Last night I went out for a jog. I took University Blvd. across I-15, went up past the radio towers, and eventually found myself in the park near Wal-Mart. It was nice and quiet, and quite relaxing. The sprinklers were softly spraying a fine mist, which, due to a light breeze, was impossible to avoid. But it felt good. I was well into the park when I realized that I was not alone. I was sharing the park with a kitty-weasel. She was mostly black, with two parallel white stripes running from her nose to the tip of her tail. She was a skunk.
I doubt that seeing a skunk in a park is uncommon. But strangely enough, I could have sworn that this skunk had come here to play. She was frolicking about as if she were a regular human child. She would hop off of a bridge here and run around a pole there, over and under – it would not have been surprising to see her sliding down the slide. The scary part came when she decided to play with me. She would look at me through some shrubbery, scurry to another spot to look again, then another, and another, but she never got any farther away. Although it was a completely prejudice decision, I decided that I did not like her. I began to think. How accurately can I throw a rock? Fairly accurately. How accurately can she spray? Mist - like the sprinklers in the breeze. How many rocks are available? None. How much spray does she have to spray? I don’t want to know. I decided that hide and seek was no fun. I was playing a high stakes game of tag, and she was it.

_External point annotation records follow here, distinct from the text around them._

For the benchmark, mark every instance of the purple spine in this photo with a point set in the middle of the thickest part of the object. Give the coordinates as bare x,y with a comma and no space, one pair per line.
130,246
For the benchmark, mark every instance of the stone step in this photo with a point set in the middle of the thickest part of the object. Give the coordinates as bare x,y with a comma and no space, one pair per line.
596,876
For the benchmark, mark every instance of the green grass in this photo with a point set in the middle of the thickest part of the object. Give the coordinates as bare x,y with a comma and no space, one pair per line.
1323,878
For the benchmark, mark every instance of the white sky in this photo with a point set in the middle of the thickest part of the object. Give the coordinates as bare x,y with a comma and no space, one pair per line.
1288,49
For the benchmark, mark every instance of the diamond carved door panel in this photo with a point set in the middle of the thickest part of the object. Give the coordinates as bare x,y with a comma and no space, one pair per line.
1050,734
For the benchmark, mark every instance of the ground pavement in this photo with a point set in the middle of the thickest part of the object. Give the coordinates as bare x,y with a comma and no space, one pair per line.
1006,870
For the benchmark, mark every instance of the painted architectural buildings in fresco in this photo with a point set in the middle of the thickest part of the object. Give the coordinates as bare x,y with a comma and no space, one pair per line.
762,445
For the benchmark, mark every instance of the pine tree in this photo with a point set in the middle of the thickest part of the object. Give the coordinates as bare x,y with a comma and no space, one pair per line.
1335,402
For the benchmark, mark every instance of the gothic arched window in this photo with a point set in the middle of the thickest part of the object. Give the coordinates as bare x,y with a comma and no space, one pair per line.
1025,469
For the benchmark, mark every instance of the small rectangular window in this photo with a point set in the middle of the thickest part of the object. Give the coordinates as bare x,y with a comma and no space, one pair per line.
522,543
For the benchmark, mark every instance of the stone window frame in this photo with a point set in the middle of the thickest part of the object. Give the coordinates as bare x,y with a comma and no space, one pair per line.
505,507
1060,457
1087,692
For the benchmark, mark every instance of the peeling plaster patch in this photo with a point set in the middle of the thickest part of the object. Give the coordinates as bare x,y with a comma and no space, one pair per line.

As I fled, my mind revealed images of multitudes of black and white kitty-weasels frolicking around the park. If there was one, why could there not be more? I could see the human children coming to play, and a war breaking out; smelly children crying, skunks being kicked over the fence – who knows what could happen. It could very well be turned into one of those sixties-style horror films: Attack of the Killer Kitty-Weasels! Maybe that is the real reason that the park closes after dark.
2 Comments:
That was a cool entry. I loved it. And for some reason I really related to the telling of it, almost more than the actual story. The fact that you presented the little skunk with human traits did a really cool and strange thing for me. By personifying her, I sympathized with her, when before logic would had me scorn the thing. Great job.
This story reminds me of Bambi. It's almost as if there should have been flowers so the skunk could have danced the night away. I would have loved to watch this skunk just as long as it didn't come close. That is a very awkward situation and I think you handled it very well!